Finding a TV program about the coronavirus pandemic is about as hard as, um, turning the TV set on.
But for a good compact update, sorting out many of the conflicting claims and arguments, it’s worth checking out Frontline’s Coronavirus Pandemic, airing Tuesday at 9 p.m. ET on PBS (check local listings).
Correspondent Miles O’Brien briefly recounts how the virus first seemed to take hold and talks mostly to medical personnel about whether our current containment strategy appears to be working and what the most prudent course forward might look like.
Much of it will sound familiar to anyone who has been following the discussion, or at least the rational parts of it.
O’Brien loosely frames his report as “A Tale of Two Washingtons,” with the response of Washington state Gov. Jay Inslee contrasted with much of the response from President Donald Trump in Washington, D.C.
Washington state was the U.S. port of entry for the virus, and Seattle, the first city where it rapidly became clear this was more than your garden-variety seasonal flu.
O’Brien references the Patient Zero in the U.S., the first to be diagnosed with COVID-19 and, alongside Tom Hanks and Boris Johnson, one of its highest-profile survivors.
The U.S.’s Patient Zero was treated with the drug Remdesivir, which was developed to fight other diseases, but has shown promise against COVID-19 and is one of many drugs currently in clinical tests.
Obviously, the virus has spread well beyond that patient and Washington, however, and O’Brien tracks some of the signs and subsequent warnings. He contrasts the concern of the World Health Organization and American medical personnel with early assurances by President Trump that “we have it totally under control.”
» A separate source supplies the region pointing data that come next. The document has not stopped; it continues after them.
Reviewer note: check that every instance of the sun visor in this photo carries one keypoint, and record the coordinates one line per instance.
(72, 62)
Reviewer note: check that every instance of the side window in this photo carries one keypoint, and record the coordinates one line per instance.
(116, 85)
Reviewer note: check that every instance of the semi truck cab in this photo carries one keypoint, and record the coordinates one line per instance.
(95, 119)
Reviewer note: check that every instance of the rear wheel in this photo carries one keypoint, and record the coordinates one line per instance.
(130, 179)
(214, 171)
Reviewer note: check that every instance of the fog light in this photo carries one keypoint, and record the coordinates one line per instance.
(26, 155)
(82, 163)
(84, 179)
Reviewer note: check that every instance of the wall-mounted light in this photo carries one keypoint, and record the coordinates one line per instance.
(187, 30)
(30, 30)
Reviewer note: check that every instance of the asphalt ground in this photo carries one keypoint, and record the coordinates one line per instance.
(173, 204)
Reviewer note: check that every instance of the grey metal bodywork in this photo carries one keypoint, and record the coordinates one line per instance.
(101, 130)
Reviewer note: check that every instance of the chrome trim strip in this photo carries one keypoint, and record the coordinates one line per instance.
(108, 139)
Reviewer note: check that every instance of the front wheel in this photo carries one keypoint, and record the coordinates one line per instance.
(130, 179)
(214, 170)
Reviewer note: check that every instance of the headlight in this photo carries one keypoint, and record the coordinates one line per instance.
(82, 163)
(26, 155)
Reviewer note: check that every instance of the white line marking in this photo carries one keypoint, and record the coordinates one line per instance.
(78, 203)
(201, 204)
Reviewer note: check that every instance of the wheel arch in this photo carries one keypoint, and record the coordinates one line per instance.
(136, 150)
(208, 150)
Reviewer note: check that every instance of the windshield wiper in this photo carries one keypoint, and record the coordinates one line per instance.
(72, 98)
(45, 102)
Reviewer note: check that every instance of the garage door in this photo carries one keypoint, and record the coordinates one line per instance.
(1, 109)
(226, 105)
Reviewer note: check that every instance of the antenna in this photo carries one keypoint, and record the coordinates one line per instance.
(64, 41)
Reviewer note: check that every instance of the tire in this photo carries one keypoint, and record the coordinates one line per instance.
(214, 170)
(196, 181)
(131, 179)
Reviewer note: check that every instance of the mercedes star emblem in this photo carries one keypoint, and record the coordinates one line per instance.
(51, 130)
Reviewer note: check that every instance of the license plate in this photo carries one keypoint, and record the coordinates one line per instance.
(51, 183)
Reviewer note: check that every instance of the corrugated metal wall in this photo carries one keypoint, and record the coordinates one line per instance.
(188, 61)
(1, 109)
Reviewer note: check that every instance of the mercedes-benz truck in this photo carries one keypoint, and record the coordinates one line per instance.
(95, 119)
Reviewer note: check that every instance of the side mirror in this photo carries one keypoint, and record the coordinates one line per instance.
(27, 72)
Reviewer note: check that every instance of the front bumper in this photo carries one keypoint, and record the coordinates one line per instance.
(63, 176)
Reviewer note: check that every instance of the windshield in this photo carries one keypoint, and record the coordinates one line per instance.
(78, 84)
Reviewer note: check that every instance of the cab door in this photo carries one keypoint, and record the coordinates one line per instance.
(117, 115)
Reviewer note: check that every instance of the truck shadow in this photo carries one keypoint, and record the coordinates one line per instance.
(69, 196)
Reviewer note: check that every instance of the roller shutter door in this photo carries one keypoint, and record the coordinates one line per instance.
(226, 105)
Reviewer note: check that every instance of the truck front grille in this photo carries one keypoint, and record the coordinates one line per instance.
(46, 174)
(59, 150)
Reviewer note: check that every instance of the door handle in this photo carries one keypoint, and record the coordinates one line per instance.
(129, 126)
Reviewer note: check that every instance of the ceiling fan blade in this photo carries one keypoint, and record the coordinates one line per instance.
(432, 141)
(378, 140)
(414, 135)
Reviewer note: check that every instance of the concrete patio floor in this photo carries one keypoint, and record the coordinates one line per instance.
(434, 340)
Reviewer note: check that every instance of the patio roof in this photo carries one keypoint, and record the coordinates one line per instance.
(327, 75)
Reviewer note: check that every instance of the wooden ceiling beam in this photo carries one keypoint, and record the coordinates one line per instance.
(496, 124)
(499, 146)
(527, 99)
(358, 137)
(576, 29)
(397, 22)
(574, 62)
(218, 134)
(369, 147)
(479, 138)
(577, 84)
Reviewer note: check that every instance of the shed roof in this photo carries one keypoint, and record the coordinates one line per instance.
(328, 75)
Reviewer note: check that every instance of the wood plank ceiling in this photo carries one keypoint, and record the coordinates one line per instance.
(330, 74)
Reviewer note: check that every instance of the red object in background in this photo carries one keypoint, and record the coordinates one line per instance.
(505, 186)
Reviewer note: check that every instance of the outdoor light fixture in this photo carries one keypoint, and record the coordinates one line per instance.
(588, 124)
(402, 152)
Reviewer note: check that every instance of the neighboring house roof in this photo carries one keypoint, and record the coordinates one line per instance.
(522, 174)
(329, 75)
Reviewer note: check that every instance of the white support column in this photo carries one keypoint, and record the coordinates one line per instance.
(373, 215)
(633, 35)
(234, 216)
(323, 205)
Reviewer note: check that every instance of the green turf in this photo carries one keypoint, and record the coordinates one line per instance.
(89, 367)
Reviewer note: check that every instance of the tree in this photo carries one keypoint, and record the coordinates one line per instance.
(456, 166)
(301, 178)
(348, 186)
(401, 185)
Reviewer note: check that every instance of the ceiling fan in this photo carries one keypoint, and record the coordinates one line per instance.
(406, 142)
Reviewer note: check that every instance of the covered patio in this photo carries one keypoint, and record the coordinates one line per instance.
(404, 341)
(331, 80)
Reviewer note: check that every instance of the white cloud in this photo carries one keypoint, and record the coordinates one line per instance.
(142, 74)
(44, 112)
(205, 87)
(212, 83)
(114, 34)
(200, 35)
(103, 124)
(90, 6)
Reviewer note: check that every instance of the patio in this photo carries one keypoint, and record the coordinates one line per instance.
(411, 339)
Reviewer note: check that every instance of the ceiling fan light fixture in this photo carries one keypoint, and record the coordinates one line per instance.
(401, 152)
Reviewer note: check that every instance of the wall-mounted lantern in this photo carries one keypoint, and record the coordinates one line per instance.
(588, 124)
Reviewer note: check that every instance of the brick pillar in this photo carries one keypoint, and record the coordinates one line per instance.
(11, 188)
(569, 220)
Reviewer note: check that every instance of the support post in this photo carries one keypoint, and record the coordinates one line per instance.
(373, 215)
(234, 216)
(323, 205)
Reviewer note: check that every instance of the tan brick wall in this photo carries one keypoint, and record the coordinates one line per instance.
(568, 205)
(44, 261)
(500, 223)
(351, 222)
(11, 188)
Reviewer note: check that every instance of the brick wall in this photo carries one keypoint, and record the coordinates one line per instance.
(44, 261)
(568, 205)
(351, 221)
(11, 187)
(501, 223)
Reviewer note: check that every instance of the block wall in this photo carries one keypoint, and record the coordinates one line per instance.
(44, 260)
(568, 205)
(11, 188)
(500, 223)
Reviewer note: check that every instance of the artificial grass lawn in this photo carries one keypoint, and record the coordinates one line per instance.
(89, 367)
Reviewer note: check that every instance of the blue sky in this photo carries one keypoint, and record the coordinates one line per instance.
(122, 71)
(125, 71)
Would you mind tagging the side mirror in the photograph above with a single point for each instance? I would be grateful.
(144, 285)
Once it was clear we did not, O’Brien suggests, the issue became our response, which in the “hot spot” states was unprecedented widespread social distancing. The medical personnel interviewed here unanimously say that was the right call and warn against lifting restrictions too rapidly, lest the virus resumes its initial rapid spread.
O’Brien notes that’s not the opinion expressed in the recent “liberate” rallies, where activists have called for an end to government-ordered social limitations. President Trump has signaled his endorsement of their goal.
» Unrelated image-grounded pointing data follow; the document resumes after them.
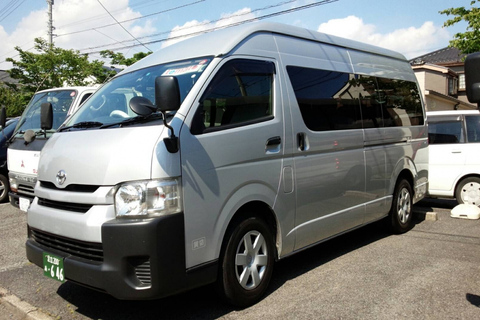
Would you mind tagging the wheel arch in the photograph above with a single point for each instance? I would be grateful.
(255, 208)
(459, 180)
(405, 169)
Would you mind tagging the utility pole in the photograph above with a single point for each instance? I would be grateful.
(50, 22)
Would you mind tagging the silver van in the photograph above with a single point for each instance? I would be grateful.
(214, 157)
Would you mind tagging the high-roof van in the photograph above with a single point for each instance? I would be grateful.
(214, 157)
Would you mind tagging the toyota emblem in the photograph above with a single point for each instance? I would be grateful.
(61, 177)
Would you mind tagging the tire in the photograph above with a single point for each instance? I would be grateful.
(4, 186)
(401, 211)
(468, 191)
(247, 263)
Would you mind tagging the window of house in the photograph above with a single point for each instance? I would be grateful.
(241, 93)
(461, 81)
(452, 86)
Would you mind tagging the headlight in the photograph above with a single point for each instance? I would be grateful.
(148, 198)
(13, 184)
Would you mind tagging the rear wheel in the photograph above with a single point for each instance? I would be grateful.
(247, 263)
(468, 191)
(401, 211)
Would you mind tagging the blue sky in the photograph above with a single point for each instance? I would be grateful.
(412, 27)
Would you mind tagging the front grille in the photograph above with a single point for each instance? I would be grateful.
(142, 270)
(25, 189)
(67, 206)
(81, 249)
(72, 187)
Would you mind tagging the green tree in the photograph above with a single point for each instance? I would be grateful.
(119, 59)
(48, 67)
(52, 67)
(13, 100)
(468, 41)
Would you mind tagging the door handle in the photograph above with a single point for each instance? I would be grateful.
(301, 141)
(274, 141)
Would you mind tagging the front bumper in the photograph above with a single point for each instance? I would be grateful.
(15, 198)
(142, 259)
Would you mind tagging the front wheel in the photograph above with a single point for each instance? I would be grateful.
(4, 186)
(401, 211)
(247, 263)
(468, 191)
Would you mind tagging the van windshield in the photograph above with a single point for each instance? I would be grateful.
(110, 104)
(61, 101)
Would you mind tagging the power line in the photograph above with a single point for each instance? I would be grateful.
(101, 16)
(123, 26)
(133, 19)
(307, 6)
(202, 23)
(7, 13)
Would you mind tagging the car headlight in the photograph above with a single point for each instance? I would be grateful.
(13, 184)
(148, 198)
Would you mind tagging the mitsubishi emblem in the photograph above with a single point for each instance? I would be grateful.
(61, 177)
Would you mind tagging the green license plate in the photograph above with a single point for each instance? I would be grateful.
(53, 267)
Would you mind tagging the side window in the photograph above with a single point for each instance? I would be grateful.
(401, 102)
(241, 93)
(328, 100)
(371, 101)
(445, 132)
(473, 128)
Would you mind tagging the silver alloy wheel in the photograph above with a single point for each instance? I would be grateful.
(251, 260)
(404, 205)
(470, 193)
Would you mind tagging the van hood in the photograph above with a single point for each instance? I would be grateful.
(102, 157)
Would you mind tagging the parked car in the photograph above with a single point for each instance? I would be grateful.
(4, 136)
(269, 134)
(454, 155)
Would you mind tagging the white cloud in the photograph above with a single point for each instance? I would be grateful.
(192, 28)
(66, 19)
(412, 41)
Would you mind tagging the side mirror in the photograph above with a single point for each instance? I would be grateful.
(46, 116)
(472, 77)
(3, 117)
(141, 106)
(167, 94)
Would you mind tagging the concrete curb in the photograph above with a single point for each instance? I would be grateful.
(19, 306)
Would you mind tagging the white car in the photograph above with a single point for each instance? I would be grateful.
(454, 155)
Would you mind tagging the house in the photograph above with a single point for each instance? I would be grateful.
(441, 76)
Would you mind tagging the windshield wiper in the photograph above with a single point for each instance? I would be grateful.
(83, 125)
(137, 119)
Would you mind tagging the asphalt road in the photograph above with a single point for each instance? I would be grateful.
(431, 272)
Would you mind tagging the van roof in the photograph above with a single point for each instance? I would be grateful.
(222, 42)
(77, 88)
(451, 112)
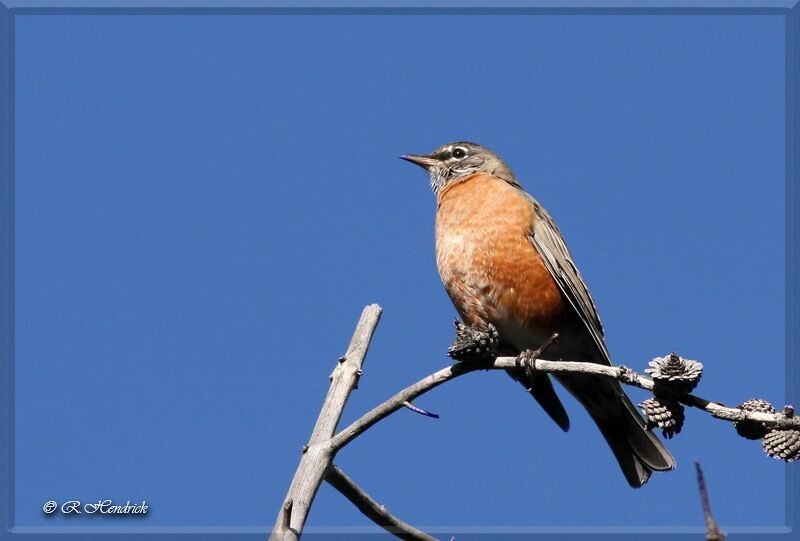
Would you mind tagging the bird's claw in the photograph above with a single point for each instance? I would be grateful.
(527, 360)
(474, 343)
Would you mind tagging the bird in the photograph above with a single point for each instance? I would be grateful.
(504, 264)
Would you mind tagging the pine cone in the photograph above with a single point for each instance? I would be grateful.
(753, 430)
(474, 344)
(665, 414)
(674, 373)
(783, 444)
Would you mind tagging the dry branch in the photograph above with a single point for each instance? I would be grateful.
(316, 463)
(620, 373)
(713, 533)
(318, 454)
(372, 509)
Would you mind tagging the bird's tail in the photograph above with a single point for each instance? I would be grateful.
(638, 451)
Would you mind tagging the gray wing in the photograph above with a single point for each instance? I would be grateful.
(548, 241)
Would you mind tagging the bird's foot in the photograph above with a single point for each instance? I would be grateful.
(527, 359)
(474, 344)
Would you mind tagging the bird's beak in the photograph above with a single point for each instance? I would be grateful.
(423, 161)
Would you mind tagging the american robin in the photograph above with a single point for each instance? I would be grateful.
(504, 263)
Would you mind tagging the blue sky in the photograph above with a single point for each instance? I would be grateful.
(204, 204)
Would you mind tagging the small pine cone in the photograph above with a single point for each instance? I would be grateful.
(753, 430)
(783, 444)
(665, 414)
(675, 373)
(474, 344)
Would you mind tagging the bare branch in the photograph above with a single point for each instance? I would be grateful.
(318, 454)
(372, 509)
(621, 373)
(713, 533)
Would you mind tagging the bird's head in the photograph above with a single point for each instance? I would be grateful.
(455, 161)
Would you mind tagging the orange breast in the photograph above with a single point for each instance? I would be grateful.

The Frontline report does not get into the debate over the economic implications of the present lockdowns and business closures, focusing on the medical aspect of the virus itself.
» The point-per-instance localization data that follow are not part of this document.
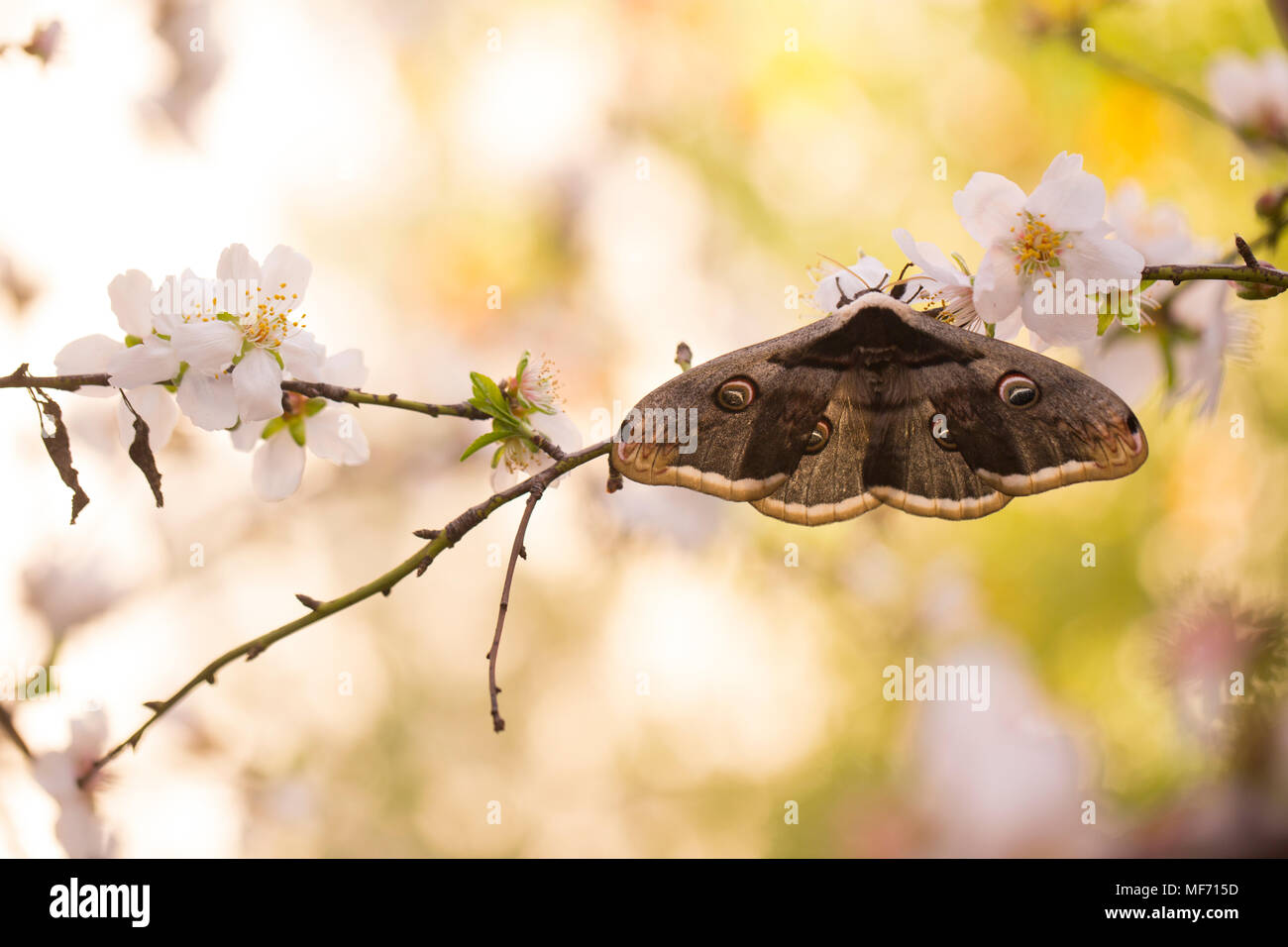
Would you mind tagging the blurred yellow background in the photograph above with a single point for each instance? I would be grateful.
(671, 684)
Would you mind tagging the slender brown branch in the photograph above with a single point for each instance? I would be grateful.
(1183, 97)
(515, 552)
(352, 395)
(1261, 274)
(384, 583)
(12, 732)
(312, 389)
(549, 446)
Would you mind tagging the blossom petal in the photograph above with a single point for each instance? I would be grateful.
(277, 468)
(132, 302)
(207, 399)
(1095, 258)
(335, 436)
(1234, 88)
(988, 206)
(1068, 198)
(561, 431)
(207, 347)
(997, 287)
(1059, 328)
(303, 356)
(258, 385)
(236, 264)
(156, 407)
(143, 365)
(88, 356)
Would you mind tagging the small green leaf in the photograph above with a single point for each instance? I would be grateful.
(484, 440)
(1104, 320)
(489, 398)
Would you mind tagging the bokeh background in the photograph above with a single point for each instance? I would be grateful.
(670, 682)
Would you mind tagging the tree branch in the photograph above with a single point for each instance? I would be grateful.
(313, 389)
(1261, 274)
(515, 552)
(384, 583)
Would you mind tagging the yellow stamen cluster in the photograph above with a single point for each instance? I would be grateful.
(1037, 247)
(267, 326)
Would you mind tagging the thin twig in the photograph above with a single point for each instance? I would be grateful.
(1183, 97)
(312, 389)
(1261, 274)
(417, 564)
(515, 552)
(352, 395)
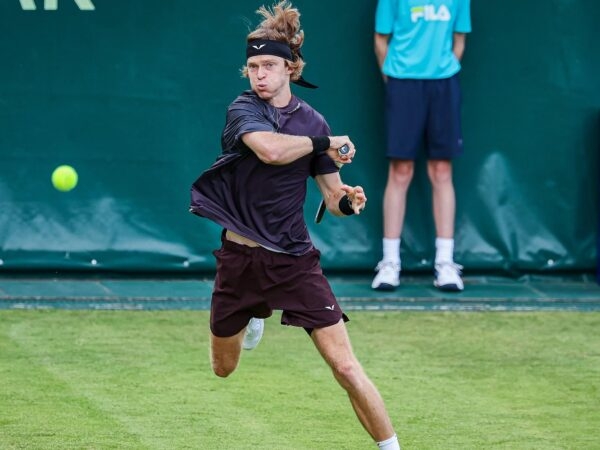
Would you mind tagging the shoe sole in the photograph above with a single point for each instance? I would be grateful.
(385, 287)
(449, 288)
Going forward, his commentators say, the most critical need is widespread testing, to determine the actual extent of the virus’s spread. Toward that end, there remain shortages of vital materials essential for that testing.
Raising those issues takes O’Brien into some technical areas like swab tips with the proper chemicals, which might make some viewers’ eyes glaze over. But as we rapidly learn more about coronavirus, he suggests, those medical nuts and bolts will be what eventually enables us to understand it and bring its threat under control.
Frontline strongly suggests the more cautious approach of states like Washington is the prudent and safer course. But whatever a viewer’s own conclusions, O’Brien offers a good summation of where we are and where we need to go.